Several emerging technologies show promise for advancing P. tattersalli MT-CO2 research:

• AlphaFold and other AI protein structure prediction tools: These can provide detailed structural models of MT-CO2 and predict protein-protein interactions without requiring crystallization, which is challenging for membrane proteins.

• Nanodiscs and advanced membrane mimetics: These technologies can provide more native-like environments for reconstituting recombinant MT-CO2, enabling more physiologically relevant functional studies.

• Single-molecule techniques: Methods like single-molecule FRET can track conformational changes in MT-CO2 during its interaction with cytochrome c and electron transfer.

• CRISPR/Cas9 gene editing: This could enable the generation of cellular models expressing P. tattersalli MT-CO2, allowing studies in a more native context.

• Advanced mass spectrometry techniques: Native mass spectrometry and hydrogen-deuterium exchange mass spectrometry can provide insights into protein-protein interactions and dynamics of MT-CO2.

• In situ cryo-electron tomography: This technique could visualize the entire cytochrome c oxidase complex containing MT-CO2 in its native membrane environment.

• Long-read sequencing technologies: These can improve the genomic context of MT-CO2 in P. tattersalli, potentially revealing regulatory elements and heteroplasmies relevant to function.

How might MT-CO2 research contribute to broader conservation efforts for P. tattersalli?
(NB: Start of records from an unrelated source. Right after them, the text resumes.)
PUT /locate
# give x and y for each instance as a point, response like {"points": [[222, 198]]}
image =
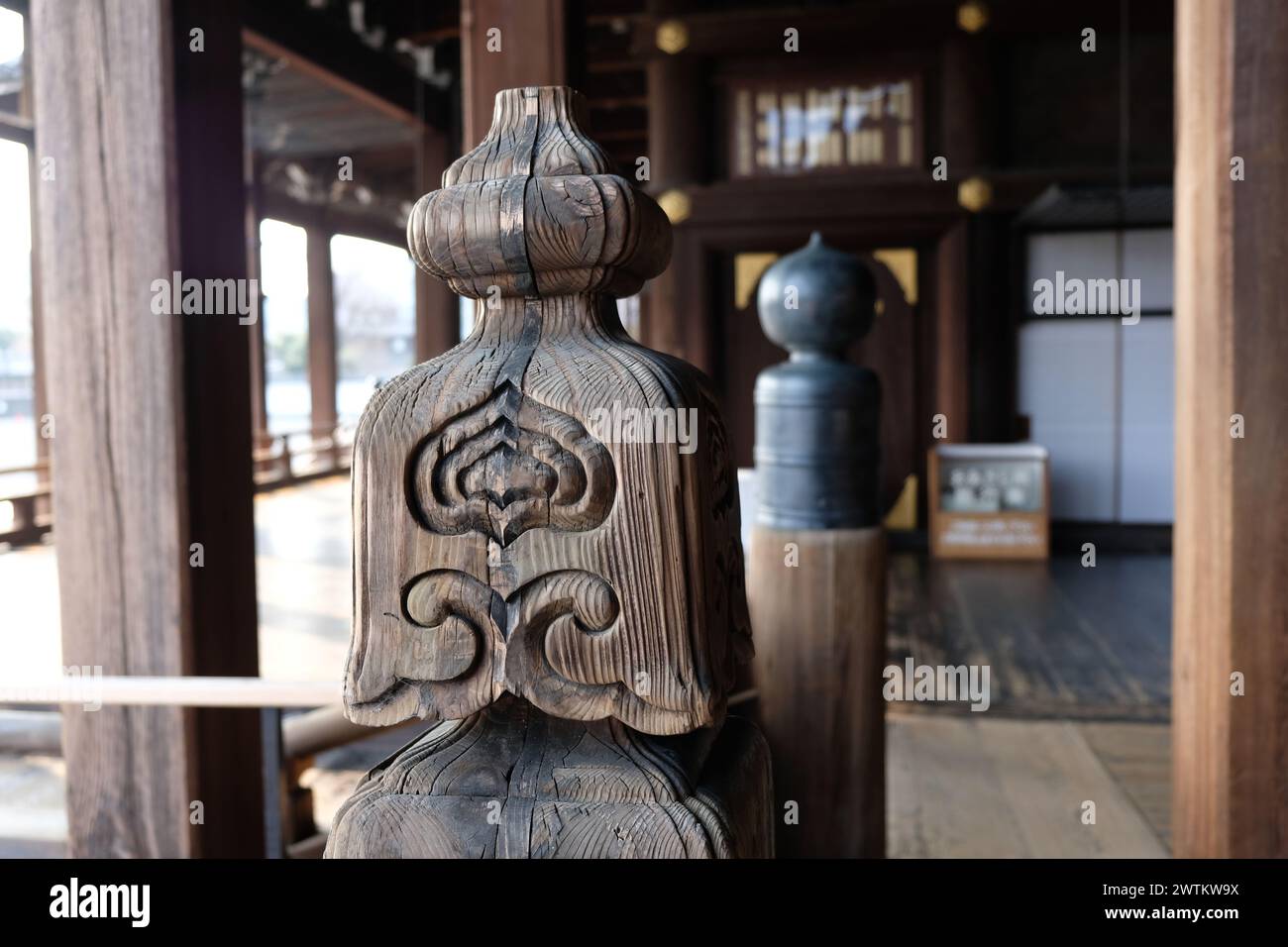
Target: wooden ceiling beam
{"points": [[340, 59]]}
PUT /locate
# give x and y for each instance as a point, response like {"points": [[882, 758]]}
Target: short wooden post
{"points": [[546, 540], [816, 573]]}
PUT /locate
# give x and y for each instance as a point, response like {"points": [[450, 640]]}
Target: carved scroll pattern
{"points": [[509, 466], [553, 642]]}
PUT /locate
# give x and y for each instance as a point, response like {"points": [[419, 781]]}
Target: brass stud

MT-CO2 research has significant potential to contribute to P. tattersalli conservation:

• Non-invasive genetic monitoring: Developing MT-CO2-based markers could enable population monitoring from fecal samples, reducing the need to disturb wild populations.

• Adaptation potential assessment: Understanding the functional implications of MT-CO2 variants can help predict how different populations might respond to climate change and habitat alterations.

• Population viability modeling: MT-CO2 data can contribute to models predicting population responses to environmental changes, informing conservation priorities.

• Captive breeding program optimization: Genetic data including MT-CO2 can guide breeding programs to maintain genetic diversity, particularly important since P. tattersalli shows behavioral differences in captivity, including spending significantly more time resting than other captive sifaka species .

• Evolutionary importance documentation: MT-CO2 research highlights the unique evolutionary history of P. tattersalli, strengthening arguments for conservation based on their distinct genetic heritage and adaptation to northeastern Madagascar's forest fragments .

• Health monitoring protocols: Understanding normal MT-CO2 function can help develop markers for mitochondrial health assessment in both wild and captive populations, potentially detecting environmental stressors before they cause population decline.